I tried to post a long comment in response to Liz’s comment on my last blog post as well as her spouse Jeanne’s blog post that referenced it, but putting several links in a comment did not go well, so I’ll just make this a new post.
I agree with what I understand to be Jeanne and Liz’s major points: 1) From Jeanne, that many Quakers carry middle class assumptions that we are unaware of, and so we are unaware of how they make people who are not middle class uncomfortable. I think it’s a fair point and while it’s not fun to be made a public example of our failings, I appreciate having that blind spot illuminated in the hope that I’ll be more sensitive to it in the future. Of course, I will continue to be a middle class person who writes about her personal experiences on her blog, but I do believe we can share our own experiences in ways that do not necessarily negate or dismiss the experiences of others.

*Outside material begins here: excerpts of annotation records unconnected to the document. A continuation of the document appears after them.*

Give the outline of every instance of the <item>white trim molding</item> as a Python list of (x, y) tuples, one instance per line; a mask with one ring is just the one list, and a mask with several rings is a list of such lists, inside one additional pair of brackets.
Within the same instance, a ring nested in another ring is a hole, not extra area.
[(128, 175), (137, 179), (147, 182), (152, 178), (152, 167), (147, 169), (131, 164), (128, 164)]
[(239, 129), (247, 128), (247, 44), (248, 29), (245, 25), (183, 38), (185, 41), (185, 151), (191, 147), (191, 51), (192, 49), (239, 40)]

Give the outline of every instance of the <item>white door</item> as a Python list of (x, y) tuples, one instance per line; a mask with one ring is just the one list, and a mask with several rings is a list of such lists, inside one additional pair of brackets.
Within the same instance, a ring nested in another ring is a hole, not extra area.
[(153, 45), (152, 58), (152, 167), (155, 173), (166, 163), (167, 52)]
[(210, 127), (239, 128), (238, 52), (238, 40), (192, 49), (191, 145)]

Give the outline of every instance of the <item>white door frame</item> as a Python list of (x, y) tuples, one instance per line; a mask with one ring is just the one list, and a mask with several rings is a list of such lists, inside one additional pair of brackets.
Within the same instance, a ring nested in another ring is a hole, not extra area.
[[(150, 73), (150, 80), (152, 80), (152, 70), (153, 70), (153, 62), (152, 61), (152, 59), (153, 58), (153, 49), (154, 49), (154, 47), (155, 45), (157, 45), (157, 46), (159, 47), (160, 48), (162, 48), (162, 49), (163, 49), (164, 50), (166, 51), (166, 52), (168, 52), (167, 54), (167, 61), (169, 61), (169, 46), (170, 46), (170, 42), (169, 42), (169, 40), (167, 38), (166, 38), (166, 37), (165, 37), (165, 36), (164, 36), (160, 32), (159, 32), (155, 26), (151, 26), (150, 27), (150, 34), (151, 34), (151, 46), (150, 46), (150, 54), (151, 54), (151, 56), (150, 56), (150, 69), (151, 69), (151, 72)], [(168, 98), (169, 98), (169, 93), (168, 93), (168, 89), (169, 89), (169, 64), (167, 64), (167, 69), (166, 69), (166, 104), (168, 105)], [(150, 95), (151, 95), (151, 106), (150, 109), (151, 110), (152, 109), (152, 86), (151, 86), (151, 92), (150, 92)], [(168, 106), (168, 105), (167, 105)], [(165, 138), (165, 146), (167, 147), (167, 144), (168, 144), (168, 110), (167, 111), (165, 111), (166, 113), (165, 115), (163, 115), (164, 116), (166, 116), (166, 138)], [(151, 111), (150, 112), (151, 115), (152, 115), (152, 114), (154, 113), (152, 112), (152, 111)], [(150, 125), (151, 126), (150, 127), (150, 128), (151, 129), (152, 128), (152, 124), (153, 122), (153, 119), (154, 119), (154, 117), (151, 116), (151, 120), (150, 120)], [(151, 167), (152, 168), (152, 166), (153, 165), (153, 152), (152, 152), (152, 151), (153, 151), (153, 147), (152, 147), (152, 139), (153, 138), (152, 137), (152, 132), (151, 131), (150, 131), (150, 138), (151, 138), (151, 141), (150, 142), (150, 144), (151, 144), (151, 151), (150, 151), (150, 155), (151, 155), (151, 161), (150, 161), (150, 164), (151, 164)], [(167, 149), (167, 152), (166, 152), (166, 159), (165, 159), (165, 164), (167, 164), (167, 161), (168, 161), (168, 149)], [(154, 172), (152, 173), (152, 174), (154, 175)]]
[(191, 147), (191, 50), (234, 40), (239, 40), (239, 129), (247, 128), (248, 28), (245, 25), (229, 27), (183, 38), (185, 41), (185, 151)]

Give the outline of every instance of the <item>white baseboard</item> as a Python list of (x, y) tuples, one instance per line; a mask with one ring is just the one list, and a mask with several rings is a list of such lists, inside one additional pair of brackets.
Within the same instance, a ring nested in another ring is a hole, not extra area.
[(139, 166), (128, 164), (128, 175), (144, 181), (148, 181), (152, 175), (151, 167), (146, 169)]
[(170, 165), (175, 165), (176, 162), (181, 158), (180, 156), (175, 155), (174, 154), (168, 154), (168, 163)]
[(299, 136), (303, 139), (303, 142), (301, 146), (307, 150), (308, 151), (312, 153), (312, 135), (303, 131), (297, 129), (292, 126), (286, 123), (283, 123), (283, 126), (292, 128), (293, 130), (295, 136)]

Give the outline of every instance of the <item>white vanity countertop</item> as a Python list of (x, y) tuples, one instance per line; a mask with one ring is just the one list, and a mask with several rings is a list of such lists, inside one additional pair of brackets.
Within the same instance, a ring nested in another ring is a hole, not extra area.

2) Liz points out that the tax system is unfair and that itemizing deductions is “a rich person’s problem” and that we should be thinking more about those who are suffering and less about taking advantage of our own class privilege. Also true overall. Perhaps I should have realized that in the current political climate talking about taking tax deductions would make me sound like a Tea Party tax basher.
In fact, I believe in paying taxes, as I’ve written before, though I confess that I am happier paying my state and local taxes than I am my federal taxes, more than half of which go to the military and wars that I believe are immoral. After some discussions in our meeting a few years ago about war tax resistance, I decided to pay more attention to ways that I could reduce my contributions to these wars, while also increasing my charitable contributions. I have also tried the advice of one Friend who pays extra on her city tax, both increasing the amount she is paying toward local human needs and decreasing the amount she contributes to the military, since local taxes can be deducted on your federal returns (if you have enough deductions to itemize).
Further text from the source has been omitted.